No surprises here - the US still leads the global AI. The market is already worth $87.18 billion, and it's projected to touch $300 billion by 2026. Curious how companies are using AI in practice? About 25% of them say they’ve saved $50,000–$70,000 just by using ChatGPT.
In marketing and advertising, nearly 4 in 10 professionals are now integrating AI tools into their daily work. Add to that a strong research foundation, and you get why the US continues to stay ahead. Economists think AI could lift US GDP by 14.5% by 2030—but that depends on how evenly adoption spreads across sectors.

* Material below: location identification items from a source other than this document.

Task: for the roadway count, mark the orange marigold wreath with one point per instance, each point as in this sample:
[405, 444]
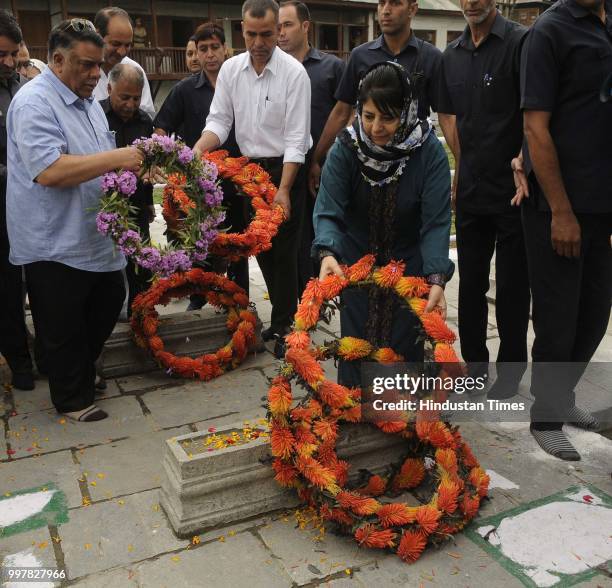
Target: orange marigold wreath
[218, 291]
[253, 182]
[303, 438]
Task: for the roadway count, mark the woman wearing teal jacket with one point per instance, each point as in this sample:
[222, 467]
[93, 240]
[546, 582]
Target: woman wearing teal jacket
[385, 189]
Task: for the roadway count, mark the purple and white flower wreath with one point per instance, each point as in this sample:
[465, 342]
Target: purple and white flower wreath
[200, 227]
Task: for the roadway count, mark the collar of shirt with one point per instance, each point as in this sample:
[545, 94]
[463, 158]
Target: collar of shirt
[67, 95]
[271, 66]
[139, 116]
[313, 53]
[204, 81]
[578, 11]
[498, 29]
[379, 43]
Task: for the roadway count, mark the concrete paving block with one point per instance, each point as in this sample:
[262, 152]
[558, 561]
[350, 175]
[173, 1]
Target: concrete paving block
[111, 534]
[28, 549]
[40, 398]
[30, 472]
[234, 392]
[239, 561]
[127, 466]
[52, 432]
[199, 488]
[120, 578]
[307, 560]
[456, 564]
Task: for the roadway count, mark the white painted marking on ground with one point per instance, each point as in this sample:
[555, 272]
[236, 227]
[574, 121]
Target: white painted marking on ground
[25, 559]
[19, 508]
[498, 481]
[556, 538]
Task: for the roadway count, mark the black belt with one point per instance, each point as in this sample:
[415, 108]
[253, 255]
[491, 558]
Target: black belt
[267, 161]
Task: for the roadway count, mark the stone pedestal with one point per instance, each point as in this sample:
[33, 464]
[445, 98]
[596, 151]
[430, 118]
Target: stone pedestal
[202, 489]
[184, 333]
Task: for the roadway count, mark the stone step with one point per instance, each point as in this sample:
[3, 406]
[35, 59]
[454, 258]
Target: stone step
[202, 489]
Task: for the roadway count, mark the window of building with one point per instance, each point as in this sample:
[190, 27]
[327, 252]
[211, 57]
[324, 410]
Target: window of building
[429, 36]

Did you know the UK has twice as many AI-powered companies as any other country in Europe? That’s part of why AI contributed £3.7 billion to the economy in 2022. Government investment has been steady too—more than £2.3 billion since 2014.
With a roadmap for self-driving cars by 2025 and a projected market of £801 billion by 2035, the UK seems focused on creating a well-regulated, economically productive AI ecosystem.

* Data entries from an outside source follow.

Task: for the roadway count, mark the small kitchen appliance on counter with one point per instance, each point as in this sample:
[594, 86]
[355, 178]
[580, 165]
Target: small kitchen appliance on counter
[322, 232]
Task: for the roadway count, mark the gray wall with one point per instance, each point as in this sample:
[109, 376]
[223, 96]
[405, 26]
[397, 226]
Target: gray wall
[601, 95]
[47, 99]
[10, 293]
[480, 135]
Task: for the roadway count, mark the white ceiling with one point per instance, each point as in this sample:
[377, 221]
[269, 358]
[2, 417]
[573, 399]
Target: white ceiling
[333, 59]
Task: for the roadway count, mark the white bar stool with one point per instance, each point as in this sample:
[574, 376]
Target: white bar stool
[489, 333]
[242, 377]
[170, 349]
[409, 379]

Japan has always had a thing for technology, especially robotics. So it’s no surprise that AI is finding its way into sectors like elderly care, infrastructure, and automation. The market is forecast to grow from $8.12 billion in 2024 to $35.52 billion by 2030. Japan’s approach feels more evolutionary than revolutionary—but it’s steadily building momentum.
China is shifting gears fast. A former top official recently predicted over 100 DeepSeek-like AI breakthroughs in just the next 18 months, potentially transforming the Chinese economy. While GDP growth is expected to slow to 4.5% this year, AI is a bright spot: by 2026, high-tech sectors are expected to contribute over 18% to GDP. Despite trade tensions and regulatory hurdles, China’s AI ambition is real!
Germany’s strength lies in industry, so it makes sense that AI is being folded into manufacturing, logistics, and product design. Today, 13.3% of companies are already using AI, and over a third are exploring where it could fit.
India’s AI journey is still taking shape - steadily. The focus? Building public datasets, skilling talent, and improving access over flashy breakthroughs. While we don’t yet lead in chips or large models, the foundations are quietly growing stronger. The real test will be how this groundwork turns into meaningful outcomes in the years ahead.